En la literatura abundan los amores inalcanzables; se podría decir que han sido uno de los temas más recurrentes. Casi nunca se describe un amor conseguido, y si en alguna ocasión aparece, solo sirve para el desenlace. Tal vez porque se da por sentado que el alcance del bienestar y la complacencia amorosa es poco intrigante, falto de morbosidad. La constatación del ideal no es del gusto de los escritores de ficción; creen que todo se acabará en el primer capítulo, expresando simplemente: ¡Espléndida existencia! ¡Qué bien me lo paso!

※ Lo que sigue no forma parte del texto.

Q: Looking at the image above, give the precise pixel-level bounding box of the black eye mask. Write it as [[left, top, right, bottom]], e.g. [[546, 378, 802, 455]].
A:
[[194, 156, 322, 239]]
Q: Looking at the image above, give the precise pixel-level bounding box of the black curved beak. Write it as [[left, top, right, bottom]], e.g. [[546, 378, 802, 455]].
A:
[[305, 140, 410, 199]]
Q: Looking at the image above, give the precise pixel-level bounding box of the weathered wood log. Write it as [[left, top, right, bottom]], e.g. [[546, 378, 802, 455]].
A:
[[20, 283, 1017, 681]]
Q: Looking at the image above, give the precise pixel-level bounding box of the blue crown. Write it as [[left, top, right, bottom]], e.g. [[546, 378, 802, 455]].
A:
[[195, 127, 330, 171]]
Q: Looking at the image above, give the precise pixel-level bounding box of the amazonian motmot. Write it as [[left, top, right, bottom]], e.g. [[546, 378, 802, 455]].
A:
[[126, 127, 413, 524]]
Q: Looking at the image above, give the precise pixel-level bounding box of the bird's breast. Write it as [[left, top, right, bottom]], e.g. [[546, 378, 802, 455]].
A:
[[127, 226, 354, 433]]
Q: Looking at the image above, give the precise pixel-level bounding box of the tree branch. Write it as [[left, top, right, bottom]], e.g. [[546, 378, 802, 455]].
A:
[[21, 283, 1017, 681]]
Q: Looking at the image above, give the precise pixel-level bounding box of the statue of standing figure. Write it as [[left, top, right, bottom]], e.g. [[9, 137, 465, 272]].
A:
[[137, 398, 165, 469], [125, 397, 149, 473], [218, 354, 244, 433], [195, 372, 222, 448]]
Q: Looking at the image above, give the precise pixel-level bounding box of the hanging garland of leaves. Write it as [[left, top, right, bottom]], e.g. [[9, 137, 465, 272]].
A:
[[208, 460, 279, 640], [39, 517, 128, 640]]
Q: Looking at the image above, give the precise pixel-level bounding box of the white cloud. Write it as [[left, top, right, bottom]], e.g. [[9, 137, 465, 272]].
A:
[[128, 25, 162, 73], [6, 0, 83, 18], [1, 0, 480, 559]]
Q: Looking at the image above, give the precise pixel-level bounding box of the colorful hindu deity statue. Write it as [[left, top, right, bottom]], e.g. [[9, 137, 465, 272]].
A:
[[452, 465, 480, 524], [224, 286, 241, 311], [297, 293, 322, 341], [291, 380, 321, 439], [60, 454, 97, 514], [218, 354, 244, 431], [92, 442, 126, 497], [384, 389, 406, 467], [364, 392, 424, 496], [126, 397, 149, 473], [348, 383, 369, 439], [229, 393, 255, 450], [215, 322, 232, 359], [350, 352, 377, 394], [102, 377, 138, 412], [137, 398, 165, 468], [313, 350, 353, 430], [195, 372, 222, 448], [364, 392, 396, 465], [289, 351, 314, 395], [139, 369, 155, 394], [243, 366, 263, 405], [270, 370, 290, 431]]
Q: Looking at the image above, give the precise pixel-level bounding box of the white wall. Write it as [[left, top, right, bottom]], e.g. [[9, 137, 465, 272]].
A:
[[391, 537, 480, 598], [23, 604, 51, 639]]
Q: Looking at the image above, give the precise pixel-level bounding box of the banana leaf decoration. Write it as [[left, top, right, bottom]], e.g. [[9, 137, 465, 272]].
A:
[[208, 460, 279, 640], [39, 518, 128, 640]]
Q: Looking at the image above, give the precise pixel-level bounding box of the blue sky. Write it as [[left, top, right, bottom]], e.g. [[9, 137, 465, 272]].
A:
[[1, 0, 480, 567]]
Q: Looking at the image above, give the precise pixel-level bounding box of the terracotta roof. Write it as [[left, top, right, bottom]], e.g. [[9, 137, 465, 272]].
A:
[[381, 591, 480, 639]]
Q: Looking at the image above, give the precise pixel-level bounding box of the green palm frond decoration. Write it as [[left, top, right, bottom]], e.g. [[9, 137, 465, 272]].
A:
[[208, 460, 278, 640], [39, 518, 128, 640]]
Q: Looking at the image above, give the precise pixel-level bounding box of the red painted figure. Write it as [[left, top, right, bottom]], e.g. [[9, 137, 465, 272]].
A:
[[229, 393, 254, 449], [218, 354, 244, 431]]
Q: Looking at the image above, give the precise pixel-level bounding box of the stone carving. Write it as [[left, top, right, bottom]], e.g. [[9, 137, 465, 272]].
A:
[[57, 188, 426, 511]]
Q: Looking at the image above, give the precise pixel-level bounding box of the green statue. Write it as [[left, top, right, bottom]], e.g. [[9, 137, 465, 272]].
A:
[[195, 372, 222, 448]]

En la vida real nada es lo que parece. No he tenido un solo minuto de aburrimiento junto a Dolors; casi nunca necesitamos amigos para salir y mucho menos para viajar. Nos bastamos solos, porque con el tiempo aumenta la percepción de que la cuenta atrás ha empezado. Así pues, como ya habrán observado que me gusta nadar contracorriente, sigo por el camino, literariamente arriesgado, de la bienandanza, convencido de que narrando los rasgos esenciales de una mujer inteligente, de una artista profunda y una amante leal, ofrezco mi mejor tributo a la realidad de la cual he acabado siendo un adepto compulsivo.

Ahora, con cierto fastidio, debo abandonar durante un tiempo los deleites del amor, pues salgo de nuevo a batallar, ya que el enemigo no cesa en su empeño de intentar silenciarme.